Jika tanpa memperhitungkan transfer daerah untuk fungsi pendidikan ke APBD, sangat minim pemerintah daerah yang sudah memenuhi APBD murni miniml 20 persen.
Muhadjir mengatakan, dari sekitar Rp 440 triliun anggaran fungsi pendidikan di APBN, lebih dari 60 persen ditransfer ke daerah. Jika pemerintah daerah juga berkomitmen mengalokasikan ABPN murni 20 persen, diyakini kemajuan pendidikan semakin baik.
”Jika ada komitmen anggaran yang baik dari pemda, minimal bisa memberikan tambahan insentif untuk guru honorer di daerah agar mereka bisa dituntut fokus dalam menjadi guru yang bermutu di daerah masing-masing,” ujar Muhadjir.
Ia juga menyebut bantuan operasional pendidikan (BOS) dari pemerintah pusat masih banyak yang belum didampingi dengan BOS daerah. ”Harusnya pemda ada dukungan. Dana BOS ini untuk operasional sekolah dan juga membayar guru honorer,” lanjut Muhadjir.
Komitmen
Direktur Jenderal Pendidikan Dasar dan Menengah Kemdikbud Hamid Muhammad mengatakan, baru sekitar 50 persen daerah yang memberikan BOS daerah. Padahal, soal BOS daerah ini sudah dibuat komitmen bersama Kemdikbud dengan pemerintah daerah dan DPRD pada tahun 2006. Ada kesepakatan bahwa BOS dipenuhi 50 persen dari pusat dan 50 persen dari daerah.
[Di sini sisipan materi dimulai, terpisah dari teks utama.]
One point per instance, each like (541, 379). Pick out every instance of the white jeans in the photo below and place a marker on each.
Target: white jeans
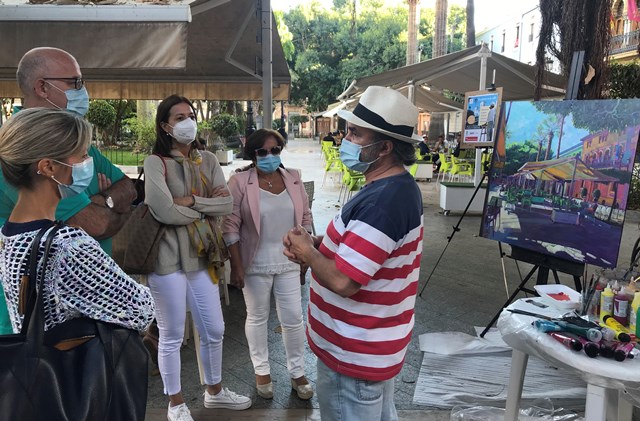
(257, 297)
(172, 293)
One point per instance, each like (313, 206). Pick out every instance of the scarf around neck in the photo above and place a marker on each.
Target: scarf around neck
(205, 234)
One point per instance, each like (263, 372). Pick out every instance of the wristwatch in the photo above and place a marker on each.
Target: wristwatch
(108, 200)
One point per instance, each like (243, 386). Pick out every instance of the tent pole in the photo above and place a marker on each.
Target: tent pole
(411, 92)
(267, 56)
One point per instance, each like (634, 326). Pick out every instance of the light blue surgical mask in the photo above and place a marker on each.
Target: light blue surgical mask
(350, 156)
(81, 176)
(268, 164)
(77, 100)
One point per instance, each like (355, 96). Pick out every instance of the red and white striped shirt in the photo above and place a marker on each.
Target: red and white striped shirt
(376, 240)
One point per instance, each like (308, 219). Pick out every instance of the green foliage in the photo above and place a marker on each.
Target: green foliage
(124, 157)
(518, 154)
(353, 40)
(144, 132)
(297, 119)
(624, 80)
(225, 125)
(103, 116)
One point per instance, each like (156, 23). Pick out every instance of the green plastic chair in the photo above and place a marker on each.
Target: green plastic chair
(445, 165)
(459, 169)
(333, 164)
(351, 181)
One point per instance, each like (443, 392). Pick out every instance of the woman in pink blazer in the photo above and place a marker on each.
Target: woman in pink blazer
(268, 200)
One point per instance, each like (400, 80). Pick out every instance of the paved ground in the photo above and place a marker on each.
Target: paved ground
(466, 290)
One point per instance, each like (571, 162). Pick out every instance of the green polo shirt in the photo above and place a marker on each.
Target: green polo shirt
(65, 210)
(72, 205)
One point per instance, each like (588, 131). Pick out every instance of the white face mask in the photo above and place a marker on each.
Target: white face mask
(184, 131)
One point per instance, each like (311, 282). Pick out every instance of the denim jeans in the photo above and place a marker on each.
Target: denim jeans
(344, 398)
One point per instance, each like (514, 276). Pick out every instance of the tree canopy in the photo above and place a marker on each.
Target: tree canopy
(327, 49)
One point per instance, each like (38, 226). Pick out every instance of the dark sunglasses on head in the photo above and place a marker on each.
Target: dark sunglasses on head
(273, 151)
(78, 82)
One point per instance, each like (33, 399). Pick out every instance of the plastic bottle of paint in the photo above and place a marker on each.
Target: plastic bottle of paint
(621, 307)
(606, 302)
(633, 319)
(595, 301)
(622, 334)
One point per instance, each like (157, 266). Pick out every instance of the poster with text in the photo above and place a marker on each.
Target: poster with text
(482, 112)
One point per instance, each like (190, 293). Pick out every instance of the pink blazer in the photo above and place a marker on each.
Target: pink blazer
(243, 224)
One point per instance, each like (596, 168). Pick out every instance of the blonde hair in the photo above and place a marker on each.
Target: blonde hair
(35, 134)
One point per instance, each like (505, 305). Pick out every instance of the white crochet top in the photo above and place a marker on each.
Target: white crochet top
(81, 280)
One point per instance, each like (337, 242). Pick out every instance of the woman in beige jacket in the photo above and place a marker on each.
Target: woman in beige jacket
(268, 201)
(185, 190)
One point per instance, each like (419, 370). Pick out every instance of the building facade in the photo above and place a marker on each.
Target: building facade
(517, 38)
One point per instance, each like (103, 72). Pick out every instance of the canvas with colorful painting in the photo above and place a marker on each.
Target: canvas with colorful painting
(560, 177)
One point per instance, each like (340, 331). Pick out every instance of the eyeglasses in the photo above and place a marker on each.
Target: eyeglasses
(78, 82)
(273, 151)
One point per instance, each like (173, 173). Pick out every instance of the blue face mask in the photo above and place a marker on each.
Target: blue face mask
(350, 156)
(81, 176)
(268, 164)
(77, 100)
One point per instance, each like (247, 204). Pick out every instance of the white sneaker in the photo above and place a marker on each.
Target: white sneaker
(179, 413)
(226, 399)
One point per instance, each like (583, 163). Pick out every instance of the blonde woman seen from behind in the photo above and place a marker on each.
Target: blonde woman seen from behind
(185, 190)
(43, 154)
(268, 201)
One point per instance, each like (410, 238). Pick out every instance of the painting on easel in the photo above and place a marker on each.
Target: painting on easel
(560, 177)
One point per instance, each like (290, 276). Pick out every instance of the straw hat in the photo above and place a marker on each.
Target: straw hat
(386, 111)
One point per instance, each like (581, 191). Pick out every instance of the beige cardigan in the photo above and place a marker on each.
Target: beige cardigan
(176, 252)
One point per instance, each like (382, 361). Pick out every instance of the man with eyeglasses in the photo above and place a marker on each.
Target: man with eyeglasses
(51, 78)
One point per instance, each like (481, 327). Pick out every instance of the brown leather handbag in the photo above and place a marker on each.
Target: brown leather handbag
(135, 246)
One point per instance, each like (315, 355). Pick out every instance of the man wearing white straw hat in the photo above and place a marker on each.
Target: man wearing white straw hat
(365, 269)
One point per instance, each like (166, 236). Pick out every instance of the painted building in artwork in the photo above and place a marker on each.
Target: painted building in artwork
(609, 153)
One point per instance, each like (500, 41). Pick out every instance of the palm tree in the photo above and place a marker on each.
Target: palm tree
(440, 36)
(412, 31)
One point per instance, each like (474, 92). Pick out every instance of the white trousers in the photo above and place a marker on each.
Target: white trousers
(257, 297)
(172, 293)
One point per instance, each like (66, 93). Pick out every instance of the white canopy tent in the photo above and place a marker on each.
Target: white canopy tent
(204, 50)
(460, 72)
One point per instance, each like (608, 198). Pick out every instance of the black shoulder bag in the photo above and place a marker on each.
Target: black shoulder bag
(82, 369)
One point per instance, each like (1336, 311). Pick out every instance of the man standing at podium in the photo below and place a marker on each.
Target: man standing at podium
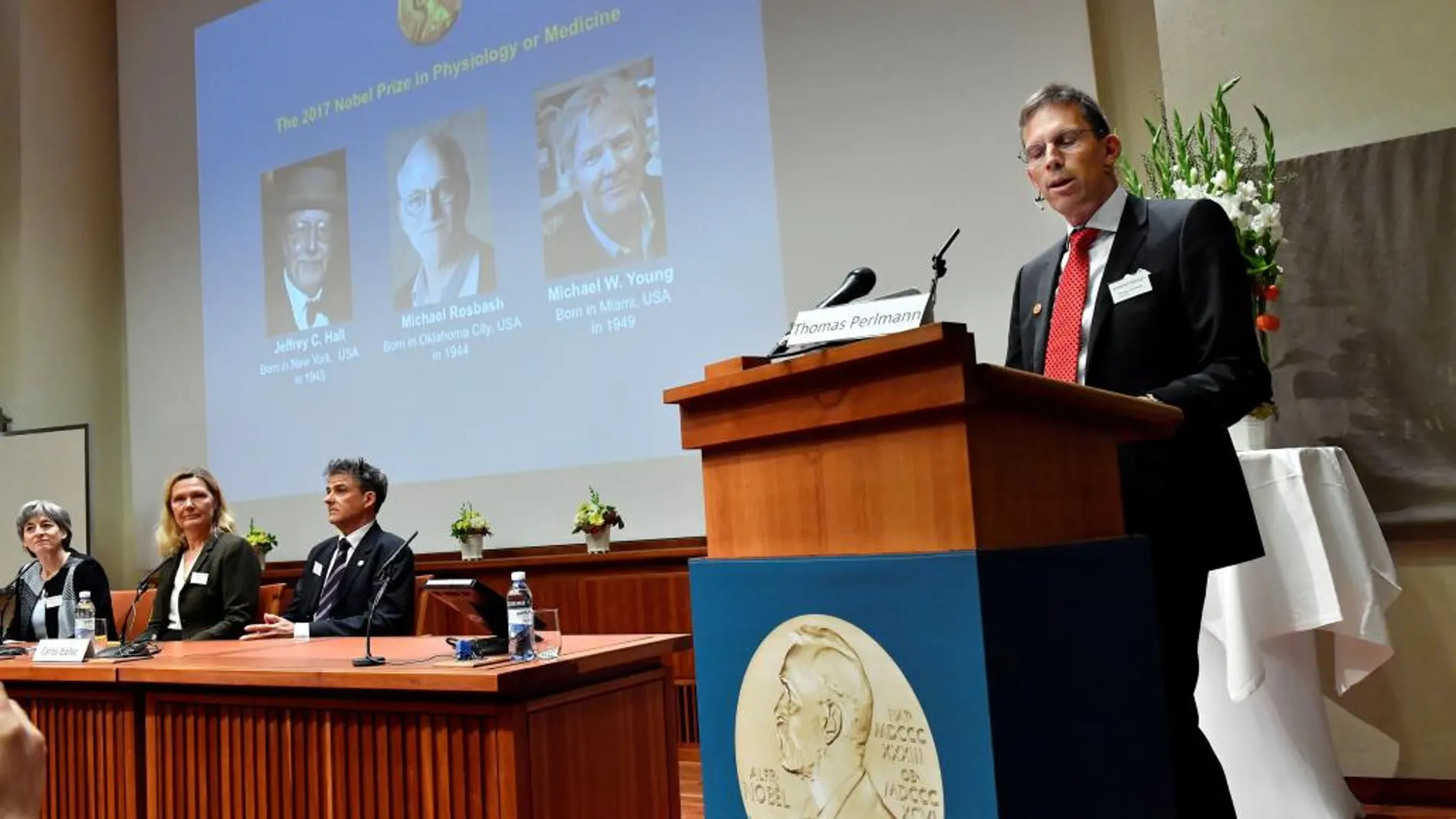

”Besaran BOS dari pusat belum ideal untuk sekolah yang bermutu tinggi. Tadinya harapan itu bisa diwujudkan dengan dana pendamping BOS daerah. Tetapi, implementasinya tidak berjalan baik,” kata Hamid.
Menurut dia, pemerintah daerah yang punya kapasitas fiskal yang bagus seharusnya bisa memenuhi komitmen. Kemdikbud akan memberikan afirmasi bagi pemerintah daerah yang kapasitas fiskalnya rendah, seperti daerah pemekaran baru.
Terkait pendidikan dan kebudayaan dari pemerintah daerah, dalam rapat nasional dan pendidikan kebudayaan tahun ini, akan ada tindak lanjut untuk mengawal proses perencanaan dan akuntabilitas penyaluran dana transfer daerah, antara lain melalui perbaikan kualitas data pokok pendidikan oleh satuan pendidikan dan pemerintah daerah sesuai kewenangannya.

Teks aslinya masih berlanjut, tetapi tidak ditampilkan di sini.